Il s'était singularisé en y orchestrant une campagne de réhabilitation des valeurs maoïstes les plus « rétro », parallèlement à une répression violente sous prétexte de lutte contre les « mafias », une campagne qui s'est soldée par près de 5.000 emprisonnements, dont beaucoup d'entrepreneurs privés.
Il avait été reconnu coupable d'avoir touché pour 20,4 millions de yuan (2,5 millions d'euros) de pots-de-vin. Tous ses biens ont été confisqués, notamment la villa de Cannes, sur la côte d'Azur française, acquise illégalement, selon le verdict, grâce à Neil Heywood et à l'architecte et homme d'affaires français Patrick Devillers.
Véritable coup de théâtre, sa chute l'an dernier avait été provoquée par la défection de son bras droit, le chef de la police de Chongqing, Wang Lijun. Brouillé avec son patron, ce « superpolicier » avait demandé, en vain, l'asile politique au consulat américain de Chengdu, la capitale du Sichuan.
Il avait alors révélé, entre autres, que l'homme d'affaires britannique avait été assassiné par l'épouse de Bo Xilai, Gu Kailai. Cette brillante avocate, qui aurait agi pour des motifs financiers et pour « protéger » le fils du couple, a été condamnée l'an dernier à la perpétuité.

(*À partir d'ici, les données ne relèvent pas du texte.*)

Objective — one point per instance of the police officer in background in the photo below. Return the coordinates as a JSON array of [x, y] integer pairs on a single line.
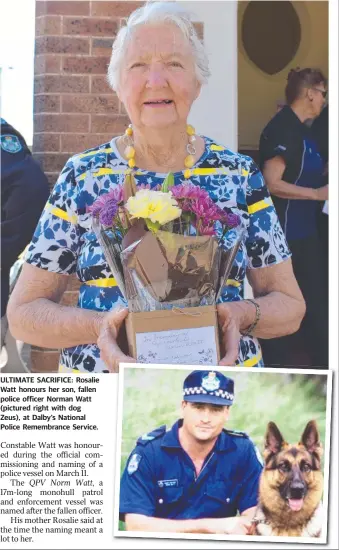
[[293, 170], [24, 192], [195, 477]]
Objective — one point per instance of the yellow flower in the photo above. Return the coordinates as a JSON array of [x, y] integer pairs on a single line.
[[155, 206]]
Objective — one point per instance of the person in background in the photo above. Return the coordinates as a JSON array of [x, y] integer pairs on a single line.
[[24, 192], [320, 133], [293, 171], [197, 476]]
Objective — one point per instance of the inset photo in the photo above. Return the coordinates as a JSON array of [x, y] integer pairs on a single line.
[[226, 454]]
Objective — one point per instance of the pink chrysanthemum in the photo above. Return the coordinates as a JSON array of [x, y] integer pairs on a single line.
[[108, 212]]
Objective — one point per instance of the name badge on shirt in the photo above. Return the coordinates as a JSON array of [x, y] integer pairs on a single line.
[[168, 483]]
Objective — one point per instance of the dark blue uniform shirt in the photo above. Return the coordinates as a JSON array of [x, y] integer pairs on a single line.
[[24, 192], [287, 137], [160, 481]]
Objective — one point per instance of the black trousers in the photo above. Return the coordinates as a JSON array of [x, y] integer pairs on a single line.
[[309, 346]]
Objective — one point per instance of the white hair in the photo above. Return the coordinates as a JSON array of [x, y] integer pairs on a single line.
[[158, 12]]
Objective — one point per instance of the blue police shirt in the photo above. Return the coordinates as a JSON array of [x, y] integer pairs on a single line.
[[287, 137], [160, 481]]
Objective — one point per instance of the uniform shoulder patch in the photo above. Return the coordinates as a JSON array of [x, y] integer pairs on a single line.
[[155, 434], [258, 455], [237, 433], [133, 463], [11, 143]]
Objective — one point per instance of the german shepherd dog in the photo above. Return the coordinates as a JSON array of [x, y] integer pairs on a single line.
[[291, 486]]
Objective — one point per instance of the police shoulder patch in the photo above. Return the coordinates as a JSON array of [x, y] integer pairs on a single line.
[[147, 437], [10, 143], [258, 455], [237, 433], [133, 464]]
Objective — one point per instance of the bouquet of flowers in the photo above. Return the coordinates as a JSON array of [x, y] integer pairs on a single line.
[[171, 246]]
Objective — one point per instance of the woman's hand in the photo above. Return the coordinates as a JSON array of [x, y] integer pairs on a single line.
[[230, 327], [239, 525], [110, 352]]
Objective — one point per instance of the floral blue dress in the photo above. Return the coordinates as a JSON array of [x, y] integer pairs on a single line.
[[65, 243]]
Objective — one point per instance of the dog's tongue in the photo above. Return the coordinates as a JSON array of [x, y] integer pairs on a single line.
[[295, 504]]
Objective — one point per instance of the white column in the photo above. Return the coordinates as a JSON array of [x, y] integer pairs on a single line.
[[215, 113]]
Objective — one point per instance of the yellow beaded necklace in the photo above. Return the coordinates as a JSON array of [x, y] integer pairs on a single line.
[[189, 160]]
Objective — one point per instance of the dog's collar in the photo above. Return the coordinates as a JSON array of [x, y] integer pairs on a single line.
[[312, 529]]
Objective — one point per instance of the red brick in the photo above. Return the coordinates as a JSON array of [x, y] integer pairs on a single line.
[[101, 46], [46, 103], [51, 162], [89, 104], [61, 84], [99, 85], [61, 123], [88, 26], [85, 65], [76, 143], [109, 124], [45, 64], [114, 8], [53, 7], [199, 28], [46, 142], [69, 298], [48, 24], [61, 44], [45, 361]]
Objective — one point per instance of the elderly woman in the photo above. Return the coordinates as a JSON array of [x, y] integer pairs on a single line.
[[157, 68], [294, 173]]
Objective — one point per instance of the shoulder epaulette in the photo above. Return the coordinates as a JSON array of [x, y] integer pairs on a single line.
[[148, 437], [236, 433]]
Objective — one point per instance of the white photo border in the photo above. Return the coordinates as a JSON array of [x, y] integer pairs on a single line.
[[246, 538]]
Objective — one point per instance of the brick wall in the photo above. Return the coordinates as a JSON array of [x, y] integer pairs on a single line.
[[74, 108]]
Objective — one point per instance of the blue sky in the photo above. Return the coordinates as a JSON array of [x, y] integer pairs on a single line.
[[17, 51]]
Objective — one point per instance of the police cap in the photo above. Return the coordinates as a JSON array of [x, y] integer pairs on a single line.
[[208, 386]]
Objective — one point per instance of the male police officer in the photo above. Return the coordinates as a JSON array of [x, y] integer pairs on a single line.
[[24, 192], [197, 476]]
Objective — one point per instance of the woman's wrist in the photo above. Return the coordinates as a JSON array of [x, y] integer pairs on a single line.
[[97, 323], [243, 313]]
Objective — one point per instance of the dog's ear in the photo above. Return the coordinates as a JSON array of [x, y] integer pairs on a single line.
[[274, 440], [310, 438]]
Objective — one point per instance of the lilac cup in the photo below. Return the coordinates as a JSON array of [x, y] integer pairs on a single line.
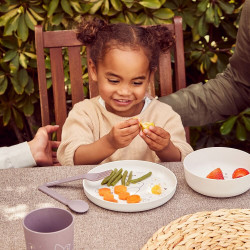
[[49, 229]]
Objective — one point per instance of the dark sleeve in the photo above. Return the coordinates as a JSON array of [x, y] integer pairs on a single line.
[[227, 94]]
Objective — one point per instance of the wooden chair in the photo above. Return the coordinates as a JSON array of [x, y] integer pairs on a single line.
[[55, 41]]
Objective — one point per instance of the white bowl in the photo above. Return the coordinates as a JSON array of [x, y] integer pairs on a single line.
[[198, 164]]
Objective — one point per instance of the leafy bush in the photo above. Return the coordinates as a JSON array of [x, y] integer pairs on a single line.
[[210, 29]]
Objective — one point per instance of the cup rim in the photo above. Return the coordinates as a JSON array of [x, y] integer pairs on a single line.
[[56, 208]]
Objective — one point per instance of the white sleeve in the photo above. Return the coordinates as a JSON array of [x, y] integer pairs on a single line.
[[17, 156]]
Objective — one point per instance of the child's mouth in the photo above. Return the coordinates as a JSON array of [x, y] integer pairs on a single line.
[[122, 101]]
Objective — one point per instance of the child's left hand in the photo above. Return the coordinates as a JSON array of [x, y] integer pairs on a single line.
[[156, 138]]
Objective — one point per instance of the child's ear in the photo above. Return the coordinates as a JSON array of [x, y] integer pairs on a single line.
[[152, 76], [92, 70]]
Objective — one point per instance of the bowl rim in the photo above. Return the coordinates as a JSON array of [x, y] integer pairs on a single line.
[[214, 180]]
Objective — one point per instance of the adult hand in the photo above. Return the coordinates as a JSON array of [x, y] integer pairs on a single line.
[[122, 134], [42, 148]]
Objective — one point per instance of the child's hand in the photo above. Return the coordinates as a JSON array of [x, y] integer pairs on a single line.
[[122, 134], [157, 138]]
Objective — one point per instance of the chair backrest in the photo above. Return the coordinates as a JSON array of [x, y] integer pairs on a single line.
[[56, 41]]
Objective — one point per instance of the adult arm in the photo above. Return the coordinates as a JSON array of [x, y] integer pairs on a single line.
[[35, 152], [227, 94]]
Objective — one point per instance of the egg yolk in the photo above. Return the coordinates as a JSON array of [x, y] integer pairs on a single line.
[[156, 189], [146, 125]]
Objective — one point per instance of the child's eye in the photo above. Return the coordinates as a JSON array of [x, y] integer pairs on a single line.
[[137, 83], [113, 81]]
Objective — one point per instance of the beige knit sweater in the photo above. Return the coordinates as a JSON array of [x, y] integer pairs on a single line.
[[88, 121]]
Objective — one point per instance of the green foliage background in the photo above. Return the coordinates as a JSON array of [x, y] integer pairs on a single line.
[[210, 28]]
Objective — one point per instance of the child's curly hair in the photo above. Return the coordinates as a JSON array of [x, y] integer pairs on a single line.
[[102, 36]]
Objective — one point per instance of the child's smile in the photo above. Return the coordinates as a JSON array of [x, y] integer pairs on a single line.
[[123, 77]]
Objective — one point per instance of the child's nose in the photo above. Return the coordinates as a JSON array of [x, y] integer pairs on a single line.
[[124, 90]]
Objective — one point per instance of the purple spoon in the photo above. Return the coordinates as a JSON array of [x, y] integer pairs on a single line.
[[78, 206]]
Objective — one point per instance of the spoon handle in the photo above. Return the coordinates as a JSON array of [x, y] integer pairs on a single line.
[[54, 194]]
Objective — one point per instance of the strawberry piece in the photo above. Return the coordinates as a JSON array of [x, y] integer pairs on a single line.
[[240, 172], [216, 174]]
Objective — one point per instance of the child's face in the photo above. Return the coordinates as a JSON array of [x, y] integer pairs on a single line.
[[123, 77]]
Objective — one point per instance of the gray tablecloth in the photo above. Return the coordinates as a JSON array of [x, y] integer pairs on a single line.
[[98, 228]]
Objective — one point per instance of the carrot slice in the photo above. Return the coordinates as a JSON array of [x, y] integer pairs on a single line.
[[109, 197], [119, 189], [123, 195], [134, 198], [103, 191]]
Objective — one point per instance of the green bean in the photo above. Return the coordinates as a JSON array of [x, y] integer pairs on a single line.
[[116, 180], [124, 177], [141, 178], [114, 177], [106, 179], [129, 178]]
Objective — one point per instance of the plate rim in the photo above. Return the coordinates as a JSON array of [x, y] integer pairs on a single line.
[[136, 207]]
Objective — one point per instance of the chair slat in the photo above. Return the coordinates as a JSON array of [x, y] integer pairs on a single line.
[[60, 38], [58, 88], [165, 72], [42, 76], [180, 73], [76, 74], [93, 89]]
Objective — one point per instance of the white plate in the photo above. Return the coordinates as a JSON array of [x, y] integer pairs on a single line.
[[160, 175]]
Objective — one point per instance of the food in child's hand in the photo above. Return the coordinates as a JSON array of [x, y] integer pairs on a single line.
[[141, 178], [119, 189], [216, 174], [103, 191], [156, 189], [135, 198], [240, 172], [123, 195], [129, 178], [146, 125], [109, 197], [124, 176]]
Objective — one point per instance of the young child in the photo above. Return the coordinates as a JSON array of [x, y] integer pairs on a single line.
[[123, 60]]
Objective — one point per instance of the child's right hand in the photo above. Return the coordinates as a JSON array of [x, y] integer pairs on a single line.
[[122, 134]]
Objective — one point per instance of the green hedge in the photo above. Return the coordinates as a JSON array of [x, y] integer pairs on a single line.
[[210, 29]]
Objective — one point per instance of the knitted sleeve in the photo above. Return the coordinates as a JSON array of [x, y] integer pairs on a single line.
[[77, 130]]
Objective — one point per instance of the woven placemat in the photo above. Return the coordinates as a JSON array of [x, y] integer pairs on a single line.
[[221, 229]]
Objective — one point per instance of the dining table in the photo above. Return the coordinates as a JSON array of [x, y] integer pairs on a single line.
[[98, 228]]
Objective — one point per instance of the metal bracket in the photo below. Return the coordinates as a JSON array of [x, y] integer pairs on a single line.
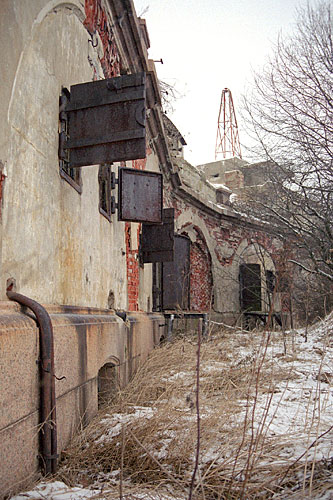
[[63, 132], [114, 205]]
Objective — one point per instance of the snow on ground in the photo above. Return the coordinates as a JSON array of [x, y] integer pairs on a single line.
[[296, 410]]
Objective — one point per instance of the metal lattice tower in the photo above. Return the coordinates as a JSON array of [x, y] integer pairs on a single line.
[[227, 138]]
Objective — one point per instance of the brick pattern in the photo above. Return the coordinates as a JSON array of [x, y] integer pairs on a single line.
[[200, 278], [97, 21], [132, 254], [228, 232]]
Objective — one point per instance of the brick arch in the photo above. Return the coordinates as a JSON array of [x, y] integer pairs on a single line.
[[201, 276]]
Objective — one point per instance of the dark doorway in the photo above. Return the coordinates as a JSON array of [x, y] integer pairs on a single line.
[[250, 287], [108, 383], [176, 277]]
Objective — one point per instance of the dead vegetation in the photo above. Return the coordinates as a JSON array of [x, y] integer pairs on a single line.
[[145, 438]]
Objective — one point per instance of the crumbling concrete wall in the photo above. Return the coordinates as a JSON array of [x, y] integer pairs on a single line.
[[84, 340]]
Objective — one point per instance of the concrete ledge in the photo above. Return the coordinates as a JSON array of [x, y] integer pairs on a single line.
[[85, 340]]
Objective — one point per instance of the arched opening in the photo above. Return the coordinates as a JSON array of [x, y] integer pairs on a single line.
[[108, 383]]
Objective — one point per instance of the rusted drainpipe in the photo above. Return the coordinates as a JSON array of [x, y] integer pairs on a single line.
[[48, 429]]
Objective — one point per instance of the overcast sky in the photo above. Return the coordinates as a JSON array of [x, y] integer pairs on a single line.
[[207, 45]]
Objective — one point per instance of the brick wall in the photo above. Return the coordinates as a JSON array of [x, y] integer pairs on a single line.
[[200, 278]]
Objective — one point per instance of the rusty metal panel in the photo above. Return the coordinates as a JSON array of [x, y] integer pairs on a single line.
[[176, 277], [140, 195], [106, 121], [250, 287], [157, 242]]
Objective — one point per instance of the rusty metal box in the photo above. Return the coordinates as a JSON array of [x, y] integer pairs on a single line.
[[140, 195], [106, 121], [157, 240]]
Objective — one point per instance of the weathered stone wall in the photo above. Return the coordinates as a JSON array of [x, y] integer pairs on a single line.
[[55, 242], [84, 340]]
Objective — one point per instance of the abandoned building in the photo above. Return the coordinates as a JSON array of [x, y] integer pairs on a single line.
[[102, 221]]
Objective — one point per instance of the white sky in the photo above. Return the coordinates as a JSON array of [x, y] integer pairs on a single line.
[[207, 45]]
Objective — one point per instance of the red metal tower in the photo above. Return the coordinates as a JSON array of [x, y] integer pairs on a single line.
[[227, 138]]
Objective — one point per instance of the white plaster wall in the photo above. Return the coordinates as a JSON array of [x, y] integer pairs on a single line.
[[55, 243]]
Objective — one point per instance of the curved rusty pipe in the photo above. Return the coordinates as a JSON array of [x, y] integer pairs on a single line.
[[48, 425]]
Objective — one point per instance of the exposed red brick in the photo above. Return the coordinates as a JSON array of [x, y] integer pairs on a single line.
[[97, 21]]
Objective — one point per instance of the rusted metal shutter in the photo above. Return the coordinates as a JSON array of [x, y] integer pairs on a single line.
[[106, 121], [250, 287], [157, 241], [176, 277]]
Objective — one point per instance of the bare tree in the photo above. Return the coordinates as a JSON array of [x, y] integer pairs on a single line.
[[290, 112]]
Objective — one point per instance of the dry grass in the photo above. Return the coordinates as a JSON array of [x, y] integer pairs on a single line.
[[237, 457]]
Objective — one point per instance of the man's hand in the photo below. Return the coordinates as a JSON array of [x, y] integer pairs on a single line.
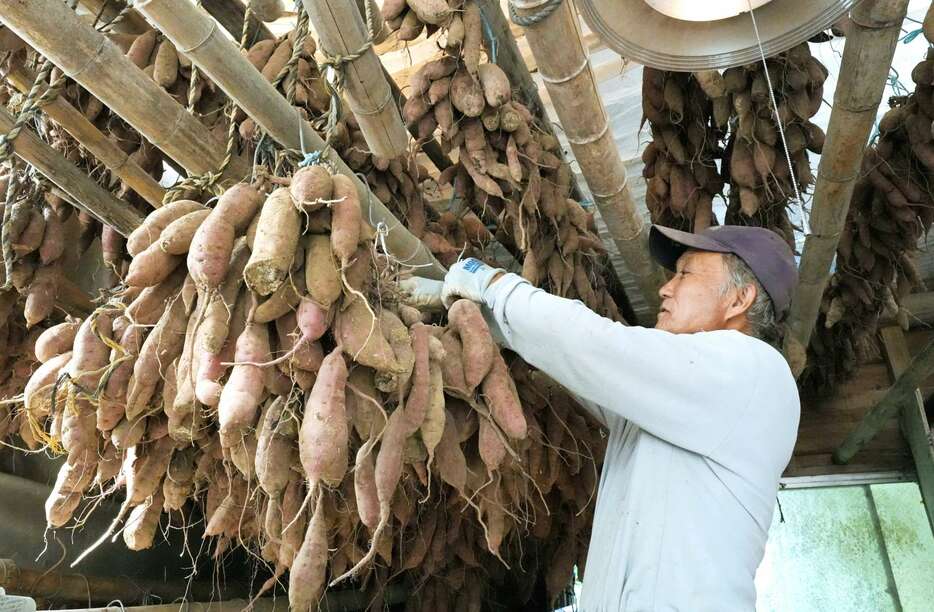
[[422, 293], [468, 279]]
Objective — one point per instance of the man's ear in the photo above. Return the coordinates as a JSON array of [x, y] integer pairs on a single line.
[[745, 298]]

En acceptant son recours en appel début octobre, le régime, qui n'avait pas connu pareil scandale politico-judiciaire depuis la fin de la révolution culturelle (1966-76), a voulu se prémunir des critiques sur le caractère politique de ce procès, dont le déroulement houleux en première instance avait été salué comme « exemplaire » par la presse officielle chinoise.
Bo y avait fait preuve d'une rare pugnacité durant les cinq jours d'audience au mois d'août, contredisant les éléments avancés par le procureur, confrontant avec vigueur les témoins à charge, qualifiant de « folle » son épouse Gu Kailai et de « vil personnage » Wang Lijun, avant de traiter de « chien fou » un homme d'affaires accusé de multiples largesses au profit du clan Bo.
A Qinsheng, la prison qui l'attend au nord de Pékin, réservée à l'élite communiste « fautive », Bo Xilai recevra un traitement digne d'un hôtel de standing, même s'il y sera placé sous la constante surveillance des agents du régime.
Bo Xilai est le plus haut dirigeant chinois envoyé en prison depuis la condamnation en 1998 de l'ex-maire de Pékin, Chen Xitong, et celle du maire de Shanghai, Chen Liangyu, en 2008, tous deux pour corruption.